A phosphor that emits light by being excited by light in the ultraviolet to blue region, that is, a phosphor that can be used for a white LED is already known. As a phosphor for a white LED, for example, Patent Documents 1 and 2 include Li A phosphor represented by ₂ SrSiO ₄ : Eu is disclosed.

International Publication No. 03/80763 Pamphlet JP 2006-237113 A

In white LEDs, it is common to use a moisture-permeable resin such as an epoxy resin or a silicone resin when encapsulating a phosphor in an LED chip, and the phosphor has long-term water resistance (moisture resistance). Required. However, the phosphor (silicate phosphor) represented by Li ₂ SrSiO ₄ : Eu described above has insufficient water resistance (moisture resistance), and has been sealed with a moisture-permeable resin as described above for a certain period of time. Later, there was a problem that the emission intensity greatly decreased due to deterioration of the phosphor.

  Therefore, an object of the present invention is to provide a method for producing a phosphor material that has improved water resistance (moisture resistance) and suppresses a decrease in light emission intensity after a certain time has passed in a humid environment.

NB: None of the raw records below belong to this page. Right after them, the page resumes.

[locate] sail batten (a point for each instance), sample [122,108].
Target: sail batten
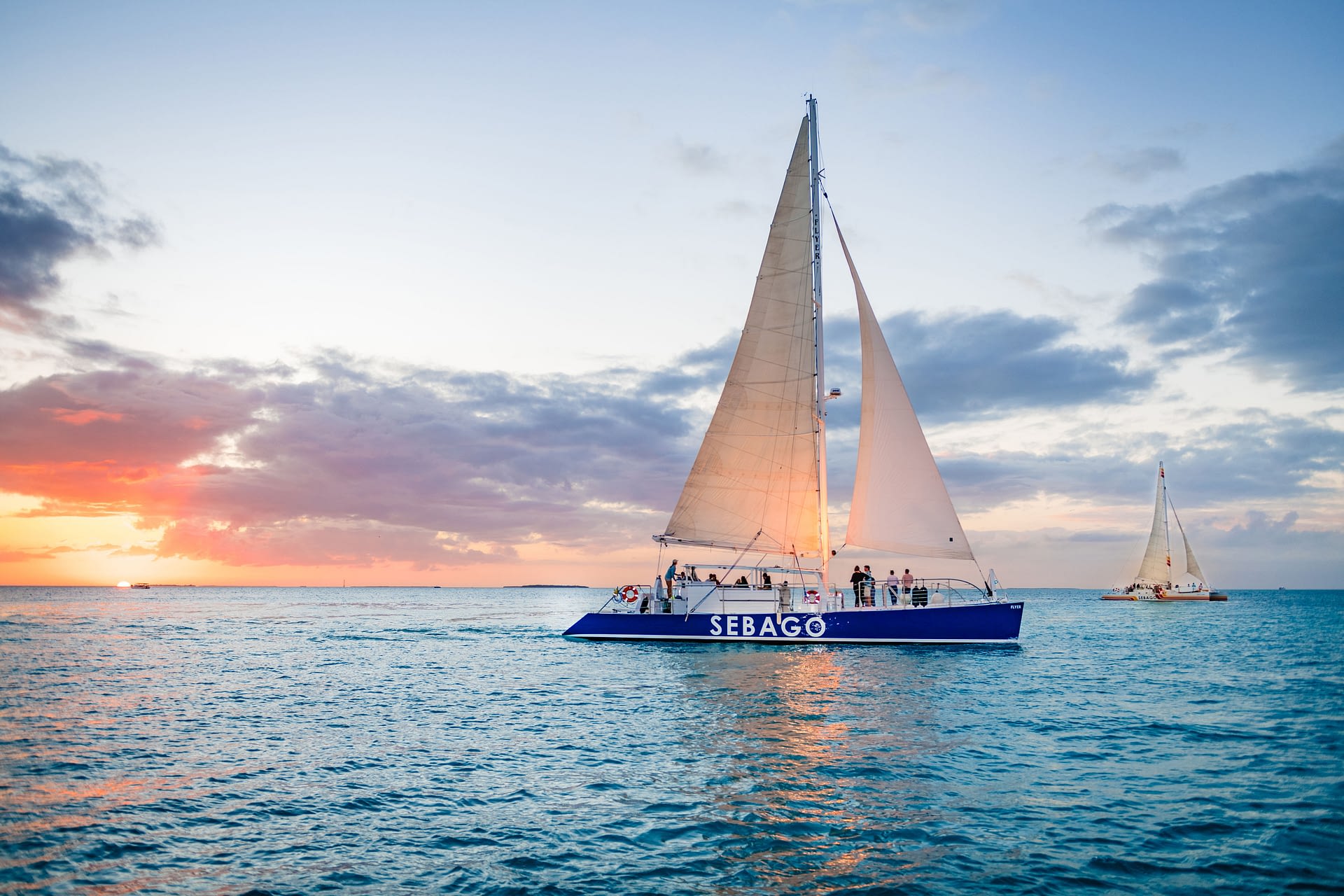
[755,481]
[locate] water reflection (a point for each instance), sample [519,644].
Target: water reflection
[830,754]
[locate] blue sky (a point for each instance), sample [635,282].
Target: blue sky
[517,242]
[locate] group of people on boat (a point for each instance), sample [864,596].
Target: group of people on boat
[864,584]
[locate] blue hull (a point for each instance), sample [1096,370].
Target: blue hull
[961,624]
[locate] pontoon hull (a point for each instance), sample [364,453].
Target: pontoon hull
[958,624]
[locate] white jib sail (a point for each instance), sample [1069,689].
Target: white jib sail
[1156,566]
[755,481]
[899,500]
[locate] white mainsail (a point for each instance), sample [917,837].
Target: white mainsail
[756,480]
[1156,567]
[899,500]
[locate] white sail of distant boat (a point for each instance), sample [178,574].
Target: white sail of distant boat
[756,496]
[1155,580]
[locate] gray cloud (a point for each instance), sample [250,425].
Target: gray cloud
[1256,265]
[1259,458]
[50,211]
[984,365]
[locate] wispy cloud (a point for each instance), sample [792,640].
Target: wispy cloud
[50,211]
[1138,166]
[1256,265]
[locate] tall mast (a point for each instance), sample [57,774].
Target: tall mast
[815,183]
[1161,476]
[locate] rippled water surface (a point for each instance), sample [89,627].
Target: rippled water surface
[407,741]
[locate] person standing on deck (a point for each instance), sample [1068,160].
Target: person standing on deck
[857,582]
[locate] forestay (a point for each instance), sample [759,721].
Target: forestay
[899,500]
[756,480]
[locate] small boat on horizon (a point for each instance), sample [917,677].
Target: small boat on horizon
[1155,580]
[756,498]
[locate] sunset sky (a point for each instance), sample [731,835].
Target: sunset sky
[435,293]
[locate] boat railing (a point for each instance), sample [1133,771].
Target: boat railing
[799,598]
[920,593]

The present invention relates to a yellow phosphor characterized in that a layer represented by a composition formula: M ¹ _2a (M ² _b L _c ) M ³ _d O _y N _x is coated with a layer having a polysiloxane bond. Material. M ¹ is at least one selected from alkali metals, M ² is at least one selected from Ca, Sr and Ba, M ³ is at least one selected from Si and Ge, L is a rare earth element, Bi and Mn A is 0.9 or more and 1.5 or less, b is 0.8 or more and 1.2 or less, c is 0.005 or more and 0.2 or less, d is 0 0.8 or more and 1.2 or less, x is 0.001 or more and 1.0 or less, and y is 3.0 or more and 4.0 or less.

In addition, the present invention is characterized by having a step of coating a nucleus having a composition formula: M ¹ _2a (M ² _b L _c ) M ³ _d O _y N _x with a layer having a polysiloxane bond. A method for producing a yellow phosphor material is included. M ¹ is at least one selected from alkali metals, M ² is at least one selected from Ca, Sr and Ba, M ³ is at least one selected from Si and Ge, L is a rare earth element, Bi and Mn A is 0.9 or more and 1.5 or less, b is 0.8 or more and 1.2 or less, c is 0.005 or more and 0.2 or less, d is 0 0.8 or more and 1.2 or less, x is 0.001 or more and 1.0 or less, and y is 3.0 or more and 4.0 or less. A silica layer is mentioned as a layer which has a polysiloxane bond. The silica layer is usually amorphous. M ² is preferably only Sr, or Sr and Ba, or Sr and Ca. In this case, 0.95 ≦ a ≦ 1.05, b + c = 1, d = 1, and M ¹ is Li and M ³ are preferably Si, and a is particularly preferably a = 0.98.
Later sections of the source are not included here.